From The Cherry Orchard to the Khimki Forest

 “You have no mercy on the woods, or the birds, or on women, or on one another…”

Uncle Vanya, А.P. Chekhov, 1896

photo by etosibir.ru
Photo by etosibir.ru

Chekhov’s Uncle Vanya and The Cherry Orchard were written more than a century ago, but they remain a brilliant portrait of Russian society and its attitude toward the world around, woods included.

Forests cover around 45 percent of Russia’s territory, and the country accounts for 24 percent of the world’s timber resources. The Siberian taiga and its cedar trees are as much a symbol of Russia as the Kremlin and Sputnik. It would seem that Russian forests should be valued and protected as a national treasure. However, just like the people of Russia, Russian forests have their own peculiar fate full of suffering and tragic mistakes.

Back in 2013, an international team of scientists calculated that from 2000 to 2012, Russia had lost more forest area than any other country in the world. Such forest cover loss was caused by different reasons including forest fires, storms and insect pests. However, this was also due in no small part to human activity. According to World Wildlife Fund’s estimates, Russia annually loses around $1 billion due to illegal logging.

According to First Deputy Prosecutor General Aleksander Buksman, illegal logging is responsible for more than 800,000 hectares of Russia’s forest loss annually, which is more than half of the total wood harvest in the country. The volume of Russian illegal logging has been increasing year after year. Furthermore, legal wood harvesting that is approved by the authorities is not always reasonable and justified. Suffice to recall the case of the Khimki forest, when a forested area located within the Moscow city limits was ruthlessly destroyed to make way for a new toll road to Sheremetyevo airport which, by the way, remains practically deserted since drivers are not willing to pay to use this highway.

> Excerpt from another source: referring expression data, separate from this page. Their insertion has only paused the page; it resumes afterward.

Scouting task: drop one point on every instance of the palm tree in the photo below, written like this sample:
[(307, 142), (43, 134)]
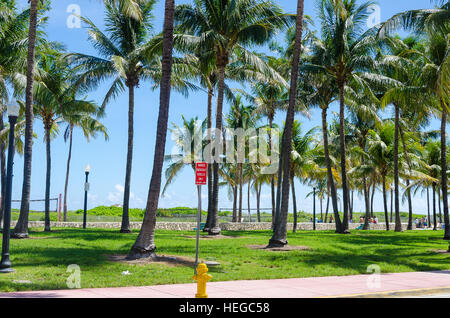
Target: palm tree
[(90, 127), (325, 92), (432, 24), (21, 228), (279, 237), (127, 56), (145, 242), (349, 60), (186, 138), (241, 117), (55, 99), (221, 27), (381, 151), (303, 163), (13, 35)]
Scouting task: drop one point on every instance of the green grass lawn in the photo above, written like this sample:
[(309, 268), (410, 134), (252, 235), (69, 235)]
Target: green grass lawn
[(43, 259)]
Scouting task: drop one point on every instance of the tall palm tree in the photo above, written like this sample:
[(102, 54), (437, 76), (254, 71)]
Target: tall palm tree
[(21, 228), (349, 61), (325, 92), (13, 35), (279, 237), (186, 138), (381, 151), (145, 242), (434, 25), (241, 117), (221, 27), (90, 127), (128, 56), (303, 162)]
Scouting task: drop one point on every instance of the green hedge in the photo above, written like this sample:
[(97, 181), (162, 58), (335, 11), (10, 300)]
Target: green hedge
[(139, 213)]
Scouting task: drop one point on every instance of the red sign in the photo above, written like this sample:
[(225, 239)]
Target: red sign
[(201, 172)]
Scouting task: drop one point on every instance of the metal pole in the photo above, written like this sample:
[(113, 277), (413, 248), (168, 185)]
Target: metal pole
[(85, 201), (59, 208), (199, 215), (314, 209), (5, 265)]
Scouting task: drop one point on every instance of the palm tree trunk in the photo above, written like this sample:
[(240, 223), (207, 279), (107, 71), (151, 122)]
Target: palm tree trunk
[(222, 62), (371, 200), (398, 224), (321, 210), (279, 237), (434, 207), (240, 192), (2, 170), (392, 204), (210, 181), (258, 202), (343, 155), (235, 194), (366, 190), (272, 179), (21, 228), (145, 242), (350, 200), (385, 202), (408, 192), (66, 183), (294, 201), (439, 204), (331, 183), (444, 171), (125, 227), (428, 207), (47, 178), (248, 201)]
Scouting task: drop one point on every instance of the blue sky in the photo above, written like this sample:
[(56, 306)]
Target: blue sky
[(107, 159)]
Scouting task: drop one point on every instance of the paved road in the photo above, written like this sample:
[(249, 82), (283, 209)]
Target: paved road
[(424, 284)]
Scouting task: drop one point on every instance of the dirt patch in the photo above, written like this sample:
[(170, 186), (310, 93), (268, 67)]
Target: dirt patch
[(286, 248), (169, 260), (442, 251), (210, 237)]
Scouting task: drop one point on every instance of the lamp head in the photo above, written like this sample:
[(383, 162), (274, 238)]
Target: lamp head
[(13, 108)]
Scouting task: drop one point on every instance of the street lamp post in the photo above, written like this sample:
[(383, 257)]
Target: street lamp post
[(86, 189), (5, 264), (314, 208)]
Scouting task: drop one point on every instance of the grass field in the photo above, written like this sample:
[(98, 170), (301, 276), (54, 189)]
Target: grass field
[(41, 261), (77, 216)]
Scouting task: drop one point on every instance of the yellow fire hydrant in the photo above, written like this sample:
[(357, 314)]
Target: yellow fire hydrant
[(201, 279)]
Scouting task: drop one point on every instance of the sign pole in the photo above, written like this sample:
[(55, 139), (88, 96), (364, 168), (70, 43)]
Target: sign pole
[(199, 215), (200, 179)]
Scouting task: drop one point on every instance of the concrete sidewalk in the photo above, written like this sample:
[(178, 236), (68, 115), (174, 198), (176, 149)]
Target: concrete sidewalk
[(384, 285)]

After the 2010 wildfires in Central European Russia, that covered Moscow and St. Petersburg with thick smoke for almost a week, the problem of preventing forest fires reached the highest echelons of power. Putin, who was now personally fighting fires, was also the one who had personally abolished the state Forest Service and reduced allocations for fire prevention measures a few years before that.

Today, it can be said with confidence that no conclusions have been drawn from the 2010 events. In 2016, forests wildfires continue their rampage across Russia with the only difference being that while smoke from these fires can still sometimes be felt in Moscow, it hardly ever reaches Putin’s hometown St. Petersburg. It appears that this is the reason why the problem of wildfires is not being discussed at the top government level and figures reflecting the actual state of things do not make it into statutory reports. But even if one trusts official figures, one has to acknowledge that forest regeneration in Russia has dropped to its lowest level in the last decade, Considering the speed at which the country’s forest cover has been decreasing and which, according to Greenpeace Russia, reaches 2.9 million hectares per year, Russia is rapidly turning from a forest country into a prairie one.

Smoke in Moscow / Photo by operativ.am
Smoke in Moscow, 2010 / Photo by operativ.am

Meanwhile, according to a report prepared by the Lesprom Network Analytic Agency, in 2015 the Russian forest sector showed a 300-percent profit growth. Although the ruble devaluation has obviously played a part, a sudden expansion of exports of forest products is the main reason behind this three-fold increase in lumberjacks’ income. Thus, although Russian forest industrialists have good prospects for self-enrichment, the taiga and its cedar trees seem to be doomed like Chekhov’s cherry orchard which, as is well known, was simply cut down.